The launch could happen as early as this weekend from a remote base in the Gobi Desert. China's first manned space flight would carry one "taikonaut" — or as many three. It could last from hours to several days.
Other than that, the Chinese government isn't really saying.
After 11 years of planning to join the space-faring elite, China is on the brink of making history and reaping a propaganda windfall. But as the hour approaches, the communist government is staying silent about a date and other details, wary of risking the damage of public setbacks.
"They don't want to commit themselves," said Phillip Clark, a British expert on the Chinese program.
A successful manned launch would stand as a testament to China's economic and technical progress, winning Beijing respect abroad and
more importantly — approval at home. Chinese leaders long ago traded in leftist ideology for economic reform and, battered by corruption scandals, have used such flag-waving appeals to nationalism to bind the nation together.
The launch would come 42 years after Soviet cosmonaut Yuri Gagarin became the first human to orbit the Earth. But China would still be only the third country capable of manned space flight, vaulting it ahead of Japan and European countries, which have only unmanned programs.
And China would be accomplishing something that even the United States, with its space shuttle fleet grounded following the Columbia disaster, can't do right now.
Still, some Chinese complain privately that the program is a waste of money in a society where the average person makes about $700 a year.
China hasn't released the identities of its first astronauts, 12 military pilots who, according to state media, were picked from among 2,000 applicants. Newspapers say all are about 30 years old and 5-foot-7 inches tall.
They have been dubbed "taikonauts" in English from the Chinese word for space. In Chinese, they are "yuhangyuan," or travelers of the universe.
At least one of them will go up before the end of October, state media say.
And the Beijing-backed Hong Kong newspaper Ta Kung Pao said it would happen sometime after this Friday. That could coincide with a meeting of the Communist Party's ruling inner circle that convenes Saturday, allowing President Hu Jintao and other leaders to be shown on state television talking with the crew in orbit.
The Shenzhou, or "Divine Vessel," capsule is based on Russia's Soyuz vessel, with extensive modifications. China bought Russian space suits and a life support system to study, though officials stress that everything sent up will be made in China.
Like other details, the cost of the military-linked program is secret but is believed to total at least $1 billion — equal to the annual government budget of a smaller Chinese province.
The 8-ton Shenzhou is even bigger than Soyuz, which can seat three astronauts.

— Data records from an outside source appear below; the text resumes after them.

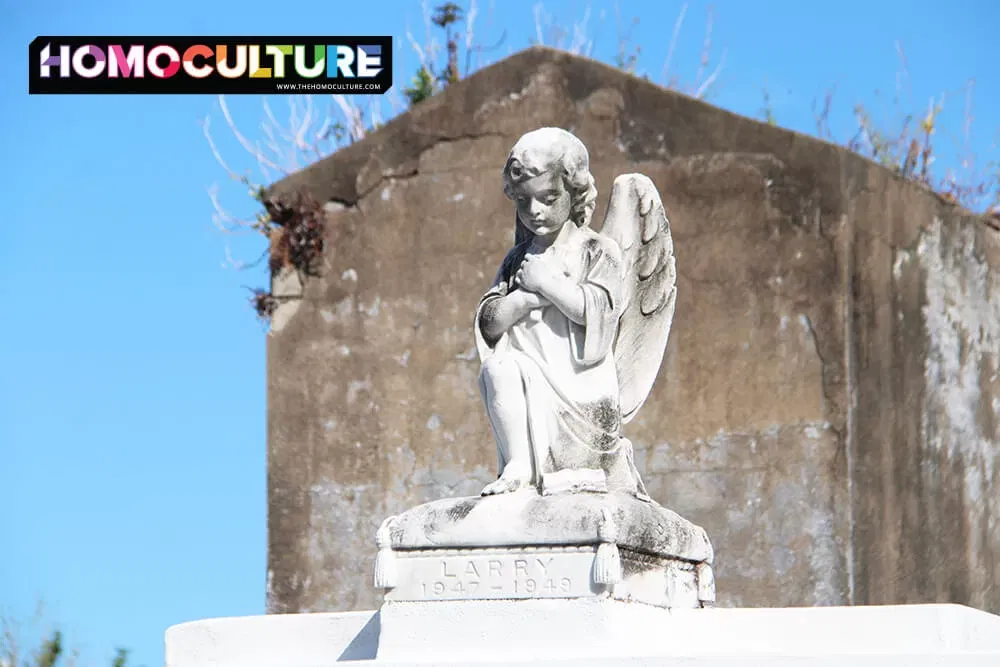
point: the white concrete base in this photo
(595, 632)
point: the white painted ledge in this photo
(595, 632)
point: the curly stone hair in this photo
(550, 149)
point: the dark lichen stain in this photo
(605, 413)
(461, 509)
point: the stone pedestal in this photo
(595, 632)
(526, 545)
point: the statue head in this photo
(547, 176)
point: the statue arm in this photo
(568, 297)
(500, 313)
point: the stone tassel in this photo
(385, 559)
(608, 563)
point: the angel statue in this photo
(572, 333)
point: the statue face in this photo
(543, 203)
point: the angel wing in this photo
(637, 221)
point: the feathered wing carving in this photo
(637, 221)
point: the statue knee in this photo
(497, 372)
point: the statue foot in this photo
(509, 481)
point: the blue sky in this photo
(132, 389)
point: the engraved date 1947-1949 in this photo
(497, 577)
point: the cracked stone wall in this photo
(828, 406)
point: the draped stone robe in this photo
(568, 369)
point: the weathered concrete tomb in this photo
(829, 405)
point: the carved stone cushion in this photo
(527, 518)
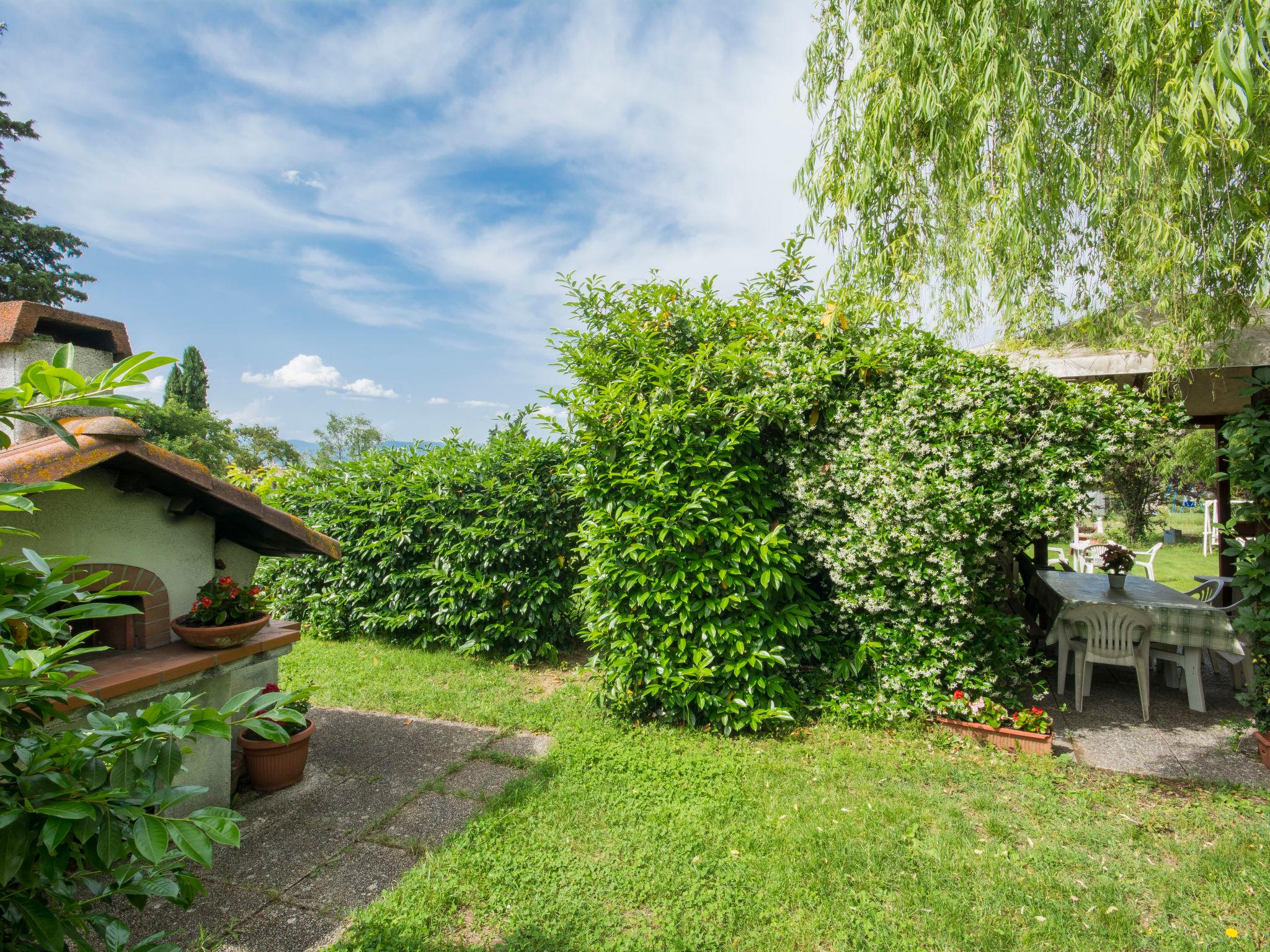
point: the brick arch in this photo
(153, 628)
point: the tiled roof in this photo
(117, 444)
(20, 319)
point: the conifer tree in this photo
(193, 380)
(174, 387)
(32, 257)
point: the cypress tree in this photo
(193, 380)
(173, 389)
(32, 257)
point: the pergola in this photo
(1210, 391)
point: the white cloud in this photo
(666, 136)
(395, 52)
(300, 371)
(365, 386)
(295, 178)
(254, 414)
(149, 391)
(309, 371)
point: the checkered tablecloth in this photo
(1176, 619)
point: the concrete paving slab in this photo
(277, 855)
(357, 742)
(523, 746)
(283, 928)
(353, 879)
(311, 845)
(482, 778)
(210, 915)
(430, 819)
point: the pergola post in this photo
(1225, 563)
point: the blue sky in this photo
(362, 207)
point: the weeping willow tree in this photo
(1037, 161)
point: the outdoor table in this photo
(1176, 620)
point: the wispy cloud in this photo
(418, 170)
(395, 52)
(305, 371)
(294, 177)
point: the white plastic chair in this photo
(1093, 555)
(1118, 635)
(1077, 536)
(1147, 560)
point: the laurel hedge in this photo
(463, 545)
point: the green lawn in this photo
(1176, 565)
(655, 838)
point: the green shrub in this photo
(790, 503)
(929, 467)
(691, 592)
(84, 810)
(463, 545)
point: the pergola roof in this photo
(1209, 390)
(116, 444)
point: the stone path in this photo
(1176, 743)
(379, 791)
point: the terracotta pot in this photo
(1003, 738)
(218, 635)
(1263, 747)
(273, 765)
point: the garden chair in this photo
(1147, 560)
(1118, 635)
(1240, 666)
(1207, 592)
(1093, 557)
(1080, 534)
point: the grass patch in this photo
(652, 838)
(1178, 564)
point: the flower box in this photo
(1003, 738)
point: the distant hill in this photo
(309, 447)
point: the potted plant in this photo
(277, 747)
(224, 615)
(1030, 730)
(1117, 562)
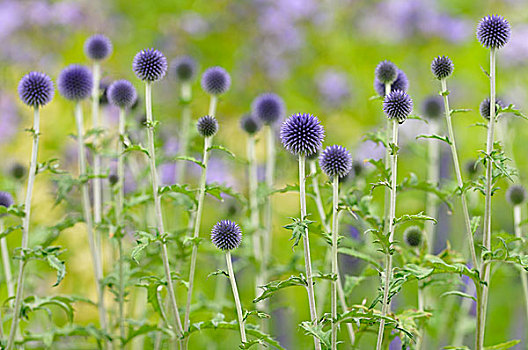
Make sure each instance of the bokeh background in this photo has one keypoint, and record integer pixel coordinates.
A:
(320, 57)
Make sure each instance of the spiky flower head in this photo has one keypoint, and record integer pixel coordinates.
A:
(35, 89)
(335, 161)
(386, 72)
(493, 32)
(250, 124)
(302, 134)
(150, 65)
(516, 194)
(268, 108)
(122, 94)
(433, 107)
(442, 67)
(75, 82)
(184, 68)
(207, 126)
(401, 83)
(226, 235)
(485, 106)
(216, 81)
(397, 105)
(413, 236)
(98, 47)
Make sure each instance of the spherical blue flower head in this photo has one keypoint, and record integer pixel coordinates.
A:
(36, 89)
(485, 105)
(207, 126)
(149, 65)
(216, 81)
(302, 134)
(268, 108)
(401, 83)
(433, 107)
(335, 161)
(250, 124)
(386, 72)
(397, 105)
(226, 235)
(98, 47)
(516, 194)
(442, 67)
(184, 68)
(122, 94)
(75, 82)
(493, 32)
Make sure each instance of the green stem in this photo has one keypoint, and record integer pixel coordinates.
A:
(458, 173)
(306, 243)
(385, 309)
(157, 207)
(236, 297)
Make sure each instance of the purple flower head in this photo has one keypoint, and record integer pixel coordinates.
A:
(442, 67)
(302, 134)
(433, 107)
(36, 89)
(335, 161)
(122, 94)
(268, 108)
(250, 124)
(216, 81)
(516, 194)
(386, 72)
(184, 68)
(207, 126)
(397, 105)
(98, 47)
(75, 82)
(226, 235)
(493, 32)
(149, 65)
(401, 83)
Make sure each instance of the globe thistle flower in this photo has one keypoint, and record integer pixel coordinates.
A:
(516, 194)
(397, 105)
(335, 161)
(485, 105)
(493, 32)
(184, 68)
(250, 124)
(413, 236)
(268, 108)
(401, 83)
(207, 126)
(302, 134)
(386, 72)
(433, 107)
(75, 82)
(35, 89)
(122, 94)
(226, 235)
(216, 81)
(98, 47)
(442, 67)
(149, 65)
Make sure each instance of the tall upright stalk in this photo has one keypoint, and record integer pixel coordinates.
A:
(157, 207)
(25, 228)
(485, 270)
(306, 243)
(458, 173)
(236, 297)
(385, 308)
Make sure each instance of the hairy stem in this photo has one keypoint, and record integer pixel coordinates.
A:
(385, 308)
(306, 243)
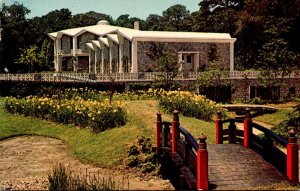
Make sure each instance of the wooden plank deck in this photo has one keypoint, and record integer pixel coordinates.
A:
(233, 167)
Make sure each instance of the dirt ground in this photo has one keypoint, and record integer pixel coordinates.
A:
(26, 161)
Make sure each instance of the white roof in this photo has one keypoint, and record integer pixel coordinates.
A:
(90, 45)
(106, 30)
(113, 37)
(96, 43)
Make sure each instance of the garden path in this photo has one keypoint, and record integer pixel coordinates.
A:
(26, 161)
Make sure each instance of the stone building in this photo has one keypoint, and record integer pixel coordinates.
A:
(103, 48)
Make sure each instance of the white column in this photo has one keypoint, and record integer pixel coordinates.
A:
(74, 45)
(58, 49)
(110, 58)
(102, 61)
(180, 61)
(96, 58)
(121, 52)
(231, 57)
(55, 56)
(134, 67)
(196, 62)
(90, 55)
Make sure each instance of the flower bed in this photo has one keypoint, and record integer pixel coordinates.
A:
(97, 115)
(189, 104)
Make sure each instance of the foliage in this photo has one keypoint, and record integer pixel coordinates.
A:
(189, 104)
(62, 178)
(14, 33)
(98, 115)
(174, 17)
(212, 76)
(140, 155)
(253, 24)
(30, 56)
(154, 22)
(89, 18)
(293, 121)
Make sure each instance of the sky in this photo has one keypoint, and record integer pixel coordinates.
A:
(114, 8)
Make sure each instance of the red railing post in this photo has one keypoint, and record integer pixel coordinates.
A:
(219, 129)
(292, 158)
(158, 131)
(247, 128)
(202, 165)
(175, 132)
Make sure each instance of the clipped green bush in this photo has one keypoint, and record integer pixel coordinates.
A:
(189, 104)
(62, 178)
(97, 115)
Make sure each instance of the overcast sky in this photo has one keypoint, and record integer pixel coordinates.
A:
(114, 8)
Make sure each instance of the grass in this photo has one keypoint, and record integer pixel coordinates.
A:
(279, 116)
(105, 149)
(274, 118)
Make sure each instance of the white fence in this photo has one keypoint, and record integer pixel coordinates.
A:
(126, 77)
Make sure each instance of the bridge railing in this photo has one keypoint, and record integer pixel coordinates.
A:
(270, 145)
(187, 154)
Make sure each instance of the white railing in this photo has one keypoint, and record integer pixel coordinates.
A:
(145, 76)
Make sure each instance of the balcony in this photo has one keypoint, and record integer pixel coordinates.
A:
(79, 52)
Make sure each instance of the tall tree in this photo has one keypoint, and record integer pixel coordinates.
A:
(174, 17)
(154, 23)
(13, 23)
(89, 18)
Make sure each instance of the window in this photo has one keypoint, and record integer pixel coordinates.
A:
(79, 42)
(189, 59)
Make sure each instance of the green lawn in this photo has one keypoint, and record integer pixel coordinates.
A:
(108, 148)
(279, 116)
(274, 118)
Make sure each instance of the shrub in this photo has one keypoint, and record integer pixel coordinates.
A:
(62, 178)
(98, 115)
(141, 156)
(293, 122)
(189, 104)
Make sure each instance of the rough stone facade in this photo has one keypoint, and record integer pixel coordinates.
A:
(127, 55)
(241, 88)
(146, 51)
(66, 43)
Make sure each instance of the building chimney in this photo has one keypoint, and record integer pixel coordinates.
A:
(136, 25)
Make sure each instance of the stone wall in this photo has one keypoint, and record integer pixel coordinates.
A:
(147, 59)
(87, 38)
(240, 89)
(66, 44)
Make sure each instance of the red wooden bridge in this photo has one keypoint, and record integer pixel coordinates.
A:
(246, 162)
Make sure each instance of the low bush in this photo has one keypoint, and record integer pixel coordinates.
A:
(141, 156)
(293, 122)
(189, 104)
(97, 115)
(62, 178)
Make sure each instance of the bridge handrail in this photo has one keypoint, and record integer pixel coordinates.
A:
(146, 76)
(271, 134)
(189, 138)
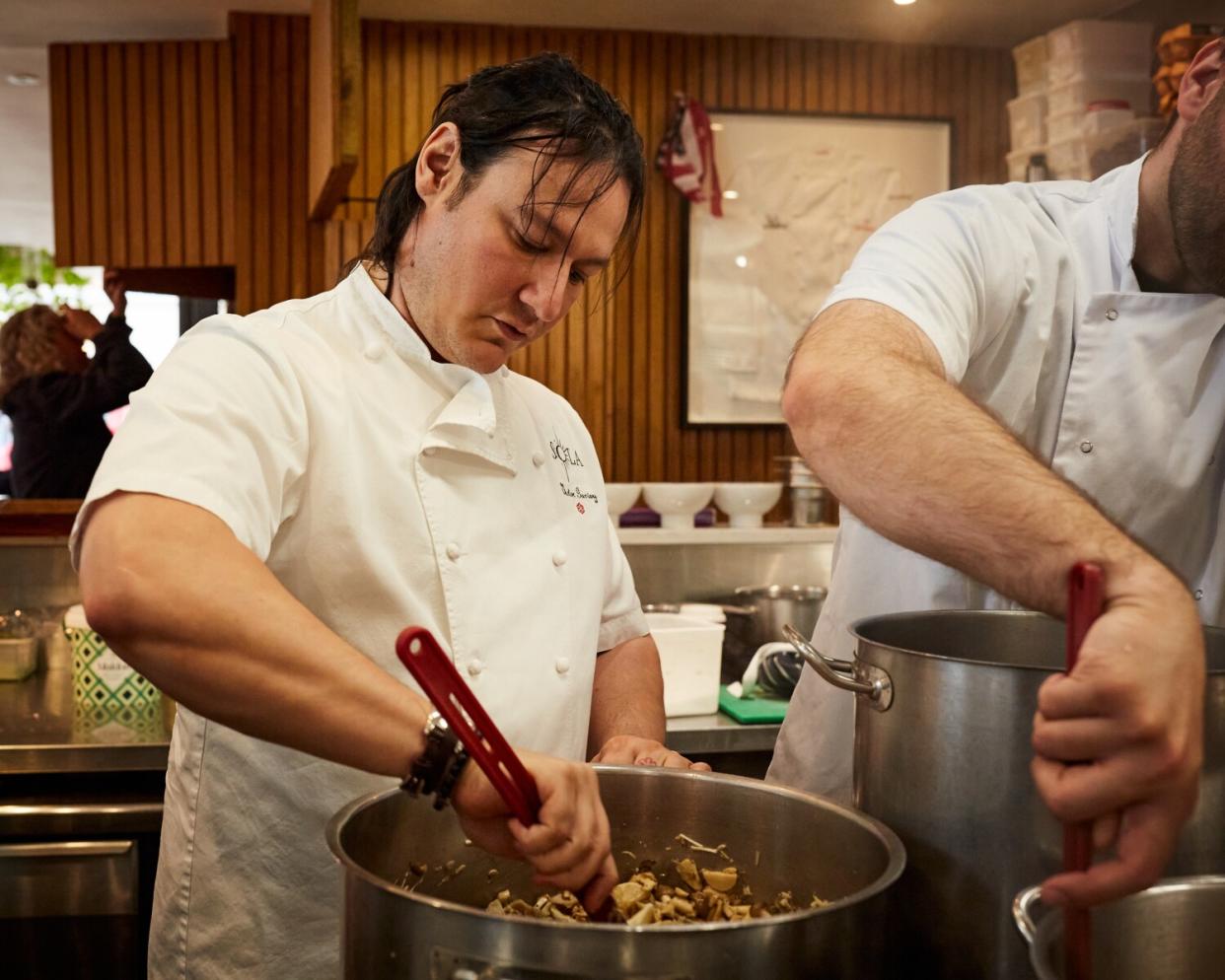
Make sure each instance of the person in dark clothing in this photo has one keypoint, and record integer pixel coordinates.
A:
(55, 395)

And Chinese reports say specialists have created a menu of 20 space meals — enough for a week.
But Clark, the British specialist, said China probably will keep the first flight simple, with one pilot sent up for less than a day.
It isn't even clear yet whether the government will alert its own public before the launch. State media said two years ago that the astronauts might be identified in advance — possibly to dispel rumors that a fatal accident would be covered up.
"I wouldn't be surprised if 10 minutes before the launch, state television cuts without warning to a live shot of the rocket on the pad," Clark said.
China has had a rocketry program since the 1950s, and missiles are one of its strongest military technologies. It does a bustling business sending up satellites for foreign clients aboard its giant Long March rockets — a modified version of which is to carry the Shenzhou capsule.
Beijing has nurtured the dream of manned space flight since at least the early 1970s, when its first program was scrapped during the upheaval of the 1966-76 Cultural Revolution. The current effort began in 1992 under the code name Project 921.
Four unmanned Shenzhou capsules have been launched, orbiting the Earth for up to a week and landing by parachute in the northern grasslands of China's Inner Mongolia region.
Foreign experts said Shenzhou 3 suffered a hard landing and might have been damaged. But Chinese officials said the fourth test flight went off without a hitch.
Such success has encouraged Chinese researchers who want support for sending probes to the moon and Mars.
On Sunday, the secretary-general of the government's Commission of Science, Technology and Industry for National Defense was quoted by a state news agency as issuing a rare public affirmation of official interest in such ambitions.
"In the future," the China News Service quoted Wang Shuquan as saying, "China will conduct tests on lunar-landing flight."